May. 23rd, 2012 12:42 am
thulcandran: (Default)
[personal profile] thulcandran
I am just about satisfied with literally everything about this story except the last sentence. Damn it.

They started appearing one June, when we played on the empty parking lots and the deserted driveways; our parents were away at their jobs, and we lived in that golden stretch of time between the responsibilities of our older siblings, and the imprisonment of our youth. The days stretched long and excited before us, like an eternal playground, a paradise of fireflies and spiderwebs and tree-frogs and summer thunderstorms sending us racing for cover while the walls of water poured out puddles in our footsteps.

We were in Julia's driveway - she had no basketball hoop standing guard over her pavement, and that gave us more room, which was lucky because her little sister wanted to play, too. The chalks were scrounged out of every corner after Lynn had the idea, and we all carefully measured our spaces off with mostly-straight sticks and marked them with rocks and we were off, all pressed lips and concentrated stares, as the chalk dragged slowly over the uneven surfaces.

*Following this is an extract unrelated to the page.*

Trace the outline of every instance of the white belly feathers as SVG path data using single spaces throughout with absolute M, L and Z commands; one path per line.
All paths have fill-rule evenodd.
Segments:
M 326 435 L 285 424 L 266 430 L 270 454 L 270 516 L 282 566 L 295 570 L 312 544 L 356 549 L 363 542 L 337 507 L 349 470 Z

I drew a dragon, of course; I remember that it wasn't very good, and that Jake drew the best, a goldfish staring down a shark, something that made us laugh, and that David drew a silly monocle on the shark afterwards. But most of us remember the little details of days like that, and they seem to make the spectacle more real in our minds, when we reach.

There was a glint in the corner of my vision, but when I looked, nothing - only Julia, scuffing out an errant line. It happened to everyone, we realized afterwards. We saw things that tricked our eyes, and when we looked, nothing was there, only our fellows at play. When we were done, we stood back and looked, and it wasn't until afternoon, when we sat with sandwiches and far too many cookies on the grass, that things changed.

The dust was gone, but we didn't think about that until after, either. Our drawings were all clean-cut, the lines trimmed, the colors carefully un-blended, the scuffmarks and footprints erased entirely. The boxes and tins we'd come with lay scattered by the side, but it wasn't until Lynn got up to brush the dust out of her skirt that we knew at all.

That was when we saw them - tiny people, no bigger than our hands, brought into being by the clouds of multi-colored dust that flew off of her skirt. They darted about like minnows in the air, their wings glittering behind them, and then the dust, and the fairies, disappeared. We sat astounded, unable to believe our eyes, until after a moment of deliberation, Julia ran inside to get a sheet.

We ran back and forth, dragging the softer end of the chalks across it until the sheet was covered in streaks, randomly hued and crazy, and then David and Jake and I stood back, holding it, while Lynn and Julia beat on it with the sticks we'd used, their hands, pushing the clouds out into the sunlight.

It was only a moment before they appeared again, seemingly from nowhere, darting about in the dust clouds, snatching tiny particles, we thought, from air - we dropped the sheet, and went to catch them, but when we picked it up, only one was left, a tiny little thing about four inches tall, and quite angry.

Although his voice was shrill, a miniature oboe with lungs, we could not understand his language, and stood mystified as he lectured us at some length, a finger in the air, hovering at eye-level. Being rather more well-read now than then, I can imagine what he said - curses, most like, wondering what manners our parents had taught us, and why we had so little respect for the Fair Folk. After he had said his piece, he stared at us for a long moment, a homunculus of sky blue, green, neon pink, and then vanished in a flash.

We were somewhat careful, after that. I asked my mother, carefully, circumspectly, about fairies, and thereafter we left honey and bread in the shade of Julia's mother's rhododendrons while we drew, and when we finished, the food was gone, and if we left the drawings alone, the dust was gone there as well.

David became an artist; you have probably seen his work, it pops up somewhat frequently in magazines, and more frequently online. We talk about it still, sometimes, when one of us runs across another - it certainly shaped all of us, in one way or another. The only thing I have not told anyone yet is this, that I wonder when I come downstairs for a drink at night and find my workbench free of the sawdust I had left it covered in, or that I now sit and watch little Paul and his friends on the driveway, and see a small flash as they run inside for lunch. But I suspect Julia knows, from the number of times I've come across her doing the same, or simply the fact that neither of us returns from the grocery store without a bottle of honey, ever.